International concern as far-right Estonian cabinet ministers make ‘white power salute’ on first day

The far-right EKRE party was brought into government by a centrist party in exchange for support

Jon Stone
Europe Correspondent
Thursday 02 May 2019 14:44 BST
Far-right Estonian cabinet ministers make 'white power salute' on first day

Estonia’s new coalition government has sparked international concern after two of its new cabinet ministers made an alleged white power salute at their swearing-in ceremony this week.

Mart Helme and his son Martin, both from the far-right EKRE party, were pictured making the hand gesture – which has gained popularity in online alt-right circles.

Another minister from the same party, Marti Kuusik, has also had to resign after just one day in office, over allegations of domestic violence.

The new government, which took office on Monday, is led by the liberal Estonian Centre Party.
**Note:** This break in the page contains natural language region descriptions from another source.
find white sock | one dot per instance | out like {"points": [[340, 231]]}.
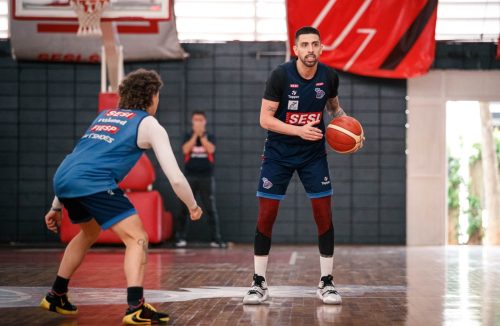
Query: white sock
{"points": [[260, 263], [326, 264]]}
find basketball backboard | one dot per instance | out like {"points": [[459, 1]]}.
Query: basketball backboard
{"points": [[116, 10]]}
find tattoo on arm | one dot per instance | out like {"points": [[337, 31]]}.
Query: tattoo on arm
{"points": [[334, 109], [144, 245]]}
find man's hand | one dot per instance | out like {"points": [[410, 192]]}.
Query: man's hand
{"points": [[53, 220], [195, 213], [198, 129], [308, 132]]}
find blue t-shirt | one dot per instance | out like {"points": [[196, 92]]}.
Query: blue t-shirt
{"points": [[300, 102], [103, 156]]}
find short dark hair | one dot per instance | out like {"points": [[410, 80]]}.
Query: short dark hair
{"points": [[138, 88], [306, 30], [199, 112]]}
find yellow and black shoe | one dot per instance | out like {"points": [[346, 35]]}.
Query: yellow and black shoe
{"points": [[146, 314], [59, 304]]}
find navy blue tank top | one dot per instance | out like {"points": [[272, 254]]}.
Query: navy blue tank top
{"points": [[300, 101], [103, 156]]}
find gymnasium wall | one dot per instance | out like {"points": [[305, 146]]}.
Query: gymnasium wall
{"points": [[47, 106]]}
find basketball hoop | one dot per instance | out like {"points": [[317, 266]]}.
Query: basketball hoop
{"points": [[89, 14]]}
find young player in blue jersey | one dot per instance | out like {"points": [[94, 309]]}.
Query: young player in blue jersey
{"points": [[296, 95], [86, 185]]}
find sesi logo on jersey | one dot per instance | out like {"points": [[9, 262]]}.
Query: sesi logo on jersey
{"points": [[299, 119], [120, 114], [105, 128]]}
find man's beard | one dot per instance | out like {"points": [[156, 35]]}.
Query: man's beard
{"points": [[309, 63]]}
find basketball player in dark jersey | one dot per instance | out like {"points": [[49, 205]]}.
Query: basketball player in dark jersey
{"points": [[296, 95]]}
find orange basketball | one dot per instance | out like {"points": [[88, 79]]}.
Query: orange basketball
{"points": [[344, 135]]}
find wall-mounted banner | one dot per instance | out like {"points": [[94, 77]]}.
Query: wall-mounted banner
{"points": [[379, 38]]}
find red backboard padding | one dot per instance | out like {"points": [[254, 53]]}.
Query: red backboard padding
{"points": [[108, 101]]}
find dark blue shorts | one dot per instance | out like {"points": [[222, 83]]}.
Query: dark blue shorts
{"points": [[107, 208], [275, 176]]}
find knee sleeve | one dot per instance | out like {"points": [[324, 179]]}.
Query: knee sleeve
{"points": [[262, 244], [326, 243], [268, 210]]}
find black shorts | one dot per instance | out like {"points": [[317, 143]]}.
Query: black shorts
{"points": [[275, 177], [107, 208]]}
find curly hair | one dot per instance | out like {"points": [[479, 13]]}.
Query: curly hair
{"points": [[137, 89]]}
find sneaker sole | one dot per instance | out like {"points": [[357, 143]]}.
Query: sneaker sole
{"points": [[128, 320], [256, 302], [44, 304], [337, 302]]}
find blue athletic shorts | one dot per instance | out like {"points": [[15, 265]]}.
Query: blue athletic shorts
{"points": [[107, 208], [275, 176]]}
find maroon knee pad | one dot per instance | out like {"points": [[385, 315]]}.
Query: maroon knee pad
{"points": [[322, 211], [268, 211]]}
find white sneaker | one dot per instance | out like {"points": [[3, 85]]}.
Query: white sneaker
{"points": [[258, 292], [326, 291]]}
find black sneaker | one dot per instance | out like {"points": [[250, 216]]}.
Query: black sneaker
{"points": [[219, 244], [58, 303], [146, 314], [326, 291], [258, 293]]}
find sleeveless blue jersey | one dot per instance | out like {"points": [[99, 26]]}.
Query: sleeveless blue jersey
{"points": [[103, 156], [300, 102]]}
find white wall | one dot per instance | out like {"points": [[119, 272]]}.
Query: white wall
{"points": [[426, 199]]}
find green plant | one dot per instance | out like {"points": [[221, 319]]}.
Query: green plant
{"points": [[454, 181], [475, 229], [476, 157]]}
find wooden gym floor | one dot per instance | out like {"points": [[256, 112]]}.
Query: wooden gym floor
{"points": [[380, 285]]}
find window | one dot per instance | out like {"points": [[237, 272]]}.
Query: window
{"points": [[468, 20], [227, 20], [262, 20], [4, 19]]}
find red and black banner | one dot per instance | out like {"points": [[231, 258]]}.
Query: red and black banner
{"points": [[379, 38]]}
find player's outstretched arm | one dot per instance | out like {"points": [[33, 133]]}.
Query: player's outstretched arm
{"points": [[269, 122], [152, 135]]}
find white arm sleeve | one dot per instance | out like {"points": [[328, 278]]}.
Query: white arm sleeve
{"points": [[56, 203], [152, 135]]}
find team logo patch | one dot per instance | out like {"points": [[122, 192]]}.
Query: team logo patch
{"points": [[266, 184], [105, 128], [319, 93], [120, 114], [293, 105], [302, 118]]}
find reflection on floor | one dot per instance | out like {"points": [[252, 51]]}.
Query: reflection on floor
{"points": [[383, 285]]}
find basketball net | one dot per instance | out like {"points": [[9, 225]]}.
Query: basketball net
{"points": [[89, 14]]}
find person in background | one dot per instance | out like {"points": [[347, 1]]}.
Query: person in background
{"points": [[198, 149]]}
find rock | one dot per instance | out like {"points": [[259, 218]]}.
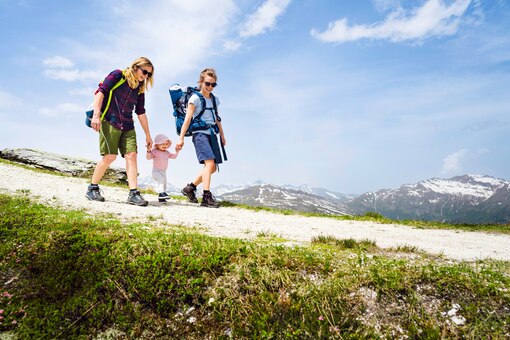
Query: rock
{"points": [[77, 167]]}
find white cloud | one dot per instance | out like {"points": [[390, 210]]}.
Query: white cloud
{"points": [[61, 68], [264, 18], [452, 164], [62, 109], [434, 18], [58, 62], [176, 36]]}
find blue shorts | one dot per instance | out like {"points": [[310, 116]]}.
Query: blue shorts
{"points": [[206, 148]]}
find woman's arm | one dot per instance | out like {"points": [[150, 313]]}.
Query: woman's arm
{"points": [[96, 117], [222, 134], [144, 122]]}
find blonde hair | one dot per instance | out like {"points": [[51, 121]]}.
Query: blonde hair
{"points": [[205, 73], [130, 74]]}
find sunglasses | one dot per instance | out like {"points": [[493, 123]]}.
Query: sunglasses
{"points": [[146, 73]]}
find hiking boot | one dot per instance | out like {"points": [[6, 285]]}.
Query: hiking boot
{"points": [[136, 199], [163, 196], [209, 201], [94, 194], [189, 191]]}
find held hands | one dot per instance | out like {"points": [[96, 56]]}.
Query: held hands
{"points": [[148, 143], [179, 145]]}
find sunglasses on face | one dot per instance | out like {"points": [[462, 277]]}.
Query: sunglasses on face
{"points": [[146, 73]]}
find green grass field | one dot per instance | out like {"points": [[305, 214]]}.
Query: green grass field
{"points": [[66, 274]]}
But under a coalition deal done by the centrists, the far-right party has been given five cabinet ministers in exchange for their support.

Former Estonian president Toomas Hendrik Ilves expressed his concern over what he described as a “white power sign” given by ministers.
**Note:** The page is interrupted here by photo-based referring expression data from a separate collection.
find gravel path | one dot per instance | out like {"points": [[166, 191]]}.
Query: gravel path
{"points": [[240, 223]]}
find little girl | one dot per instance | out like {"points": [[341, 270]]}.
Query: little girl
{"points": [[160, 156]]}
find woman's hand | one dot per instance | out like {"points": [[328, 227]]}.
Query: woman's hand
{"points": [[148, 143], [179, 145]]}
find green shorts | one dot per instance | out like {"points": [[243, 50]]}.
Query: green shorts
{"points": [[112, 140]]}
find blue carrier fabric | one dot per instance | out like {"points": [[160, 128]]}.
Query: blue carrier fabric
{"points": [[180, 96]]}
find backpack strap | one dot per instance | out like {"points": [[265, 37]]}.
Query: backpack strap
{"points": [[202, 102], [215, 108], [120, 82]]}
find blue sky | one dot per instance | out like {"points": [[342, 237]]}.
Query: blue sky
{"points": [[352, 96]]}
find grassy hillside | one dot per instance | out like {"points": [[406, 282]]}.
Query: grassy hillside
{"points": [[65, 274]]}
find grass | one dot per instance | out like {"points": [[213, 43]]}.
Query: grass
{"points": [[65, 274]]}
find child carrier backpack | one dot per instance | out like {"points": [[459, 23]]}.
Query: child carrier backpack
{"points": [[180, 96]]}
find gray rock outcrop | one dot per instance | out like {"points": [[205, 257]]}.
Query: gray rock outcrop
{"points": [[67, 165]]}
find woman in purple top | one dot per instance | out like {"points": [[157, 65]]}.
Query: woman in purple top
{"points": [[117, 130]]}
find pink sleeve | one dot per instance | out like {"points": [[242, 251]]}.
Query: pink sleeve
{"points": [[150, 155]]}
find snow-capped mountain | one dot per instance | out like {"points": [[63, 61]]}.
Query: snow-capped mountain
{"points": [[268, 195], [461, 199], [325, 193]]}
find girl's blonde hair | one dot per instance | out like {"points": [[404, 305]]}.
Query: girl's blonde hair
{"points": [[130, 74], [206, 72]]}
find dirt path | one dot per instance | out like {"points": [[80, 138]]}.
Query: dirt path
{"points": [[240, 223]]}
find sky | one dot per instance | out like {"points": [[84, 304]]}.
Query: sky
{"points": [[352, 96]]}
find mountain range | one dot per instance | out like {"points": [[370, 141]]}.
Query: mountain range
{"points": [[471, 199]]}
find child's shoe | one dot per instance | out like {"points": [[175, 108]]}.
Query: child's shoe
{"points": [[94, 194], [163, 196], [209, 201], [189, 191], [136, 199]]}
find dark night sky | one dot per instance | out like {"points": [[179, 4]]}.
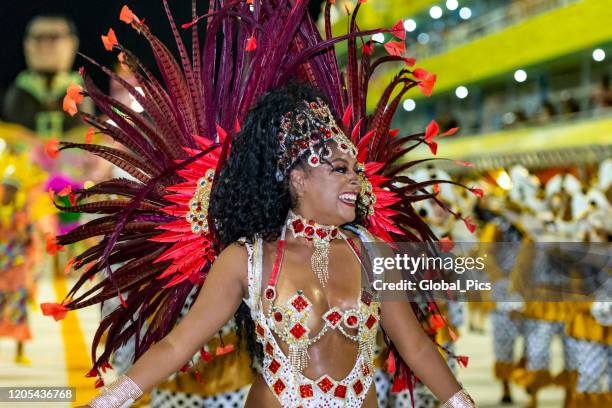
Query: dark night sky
{"points": [[93, 18]]}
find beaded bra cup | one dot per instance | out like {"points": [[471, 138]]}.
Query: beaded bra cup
{"points": [[283, 373]]}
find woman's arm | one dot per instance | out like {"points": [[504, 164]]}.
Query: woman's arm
{"points": [[215, 305], [417, 350]]}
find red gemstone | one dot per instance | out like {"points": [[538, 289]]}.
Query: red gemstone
{"points": [[298, 225], [325, 384], [306, 391], [351, 321], [358, 387], [269, 348], [371, 321], [278, 386], [297, 330], [340, 391], [333, 317], [299, 303], [274, 366]]}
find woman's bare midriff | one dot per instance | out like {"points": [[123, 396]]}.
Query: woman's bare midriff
{"points": [[333, 354]]}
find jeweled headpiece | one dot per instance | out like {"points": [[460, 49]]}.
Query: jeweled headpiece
{"points": [[308, 129]]}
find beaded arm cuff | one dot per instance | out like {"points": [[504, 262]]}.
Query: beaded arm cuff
{"points": [[461, 399], [122, 393]]}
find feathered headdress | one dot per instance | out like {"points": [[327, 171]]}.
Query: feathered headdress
{"points": [[156, 239]]}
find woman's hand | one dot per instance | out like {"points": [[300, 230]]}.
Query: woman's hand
{"points": [[417, 350]]}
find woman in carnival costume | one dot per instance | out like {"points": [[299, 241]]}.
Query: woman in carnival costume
{"points": [[18, 208], [589, 323], [236, 167]]}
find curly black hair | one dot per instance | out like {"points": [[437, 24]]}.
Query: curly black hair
{"points": [[247, 200]]}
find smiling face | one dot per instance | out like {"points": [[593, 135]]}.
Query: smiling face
{"points": [[327, 193]]}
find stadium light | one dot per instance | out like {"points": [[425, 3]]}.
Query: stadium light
{"points": [[379, 38], [410, 25], [435, 12], [461, 92], [409, 105], [520, 75], [452, 4], [599, 55], [423, 38], [465, 13]]}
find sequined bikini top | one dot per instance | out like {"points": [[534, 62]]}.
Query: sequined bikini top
{"points": [[289, 321]]}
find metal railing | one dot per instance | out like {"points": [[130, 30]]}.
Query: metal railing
{"points": [[486, 24]]}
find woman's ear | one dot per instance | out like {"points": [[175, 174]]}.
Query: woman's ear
{"points": [[297, 181]]}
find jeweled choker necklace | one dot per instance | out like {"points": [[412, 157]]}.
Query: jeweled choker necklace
{"points": [[321, 236]]}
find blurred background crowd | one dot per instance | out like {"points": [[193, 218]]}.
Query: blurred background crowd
{"points": [[527, 82]]}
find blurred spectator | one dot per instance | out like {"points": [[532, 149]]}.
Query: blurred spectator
{"points": [[546, 112], [570, 105], [34, 100], [602, 96]]}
“Doing this in front of the entire diplomatic corps at the swearing in ceremony certainly gave diplomats something to write home about,” he said, adding that he was “appalled” by the incident.

Meanwhile, eminent former Swedish prime minister Carl Bildt said: “I get genuinely worried when I see this behaviour by two members of the new government in Estonia.”

EKRE posted a relatively strong performance in March’s Estonian general election, winning 17.8 per cent of the vote on the back of attacking immigrants, same-sex partnerships and feminism.

The party also says it wants a referendum on EU membership, but claims it does not want to leave. The EU is extremely popular in Estonia: a Kantar poll released last week showed 89 per cent of people would vote to remain and just 11 per cent to leave.

Mr Kuusik, the minister who resigned over the domestic violence allegations, denies any wrongdoing and says he is subject to slander. Police have launched an investigation into the claims, which began in media reports.

Estonian president Kersti Kaljulaid left the parliament chamber in protest over the allegations during Mr Kuusik’s own initial swearing-in ceremony.

Estonia has seen rapid economic development since it joined the EU in 2004, positioning itself abroad much as a high-tech Nordic country as an eastern European one. Residents of its capital Tallinn enjoy free public transport, while the Baltic state has made headlines abroad for the quality of its online government services.

The alleged white supremacist symbol used by the two ministers, which resembles the “OK” sign, has its origins in the online American alt-right movement.

Its use is said to have begun as a meme or joke, but its continued proliferation has seen it adopted by far-right groups as a “dog whistle” to supporters. Earlier this year the suspect on the Christchurch mosque shooting made the gesture in court.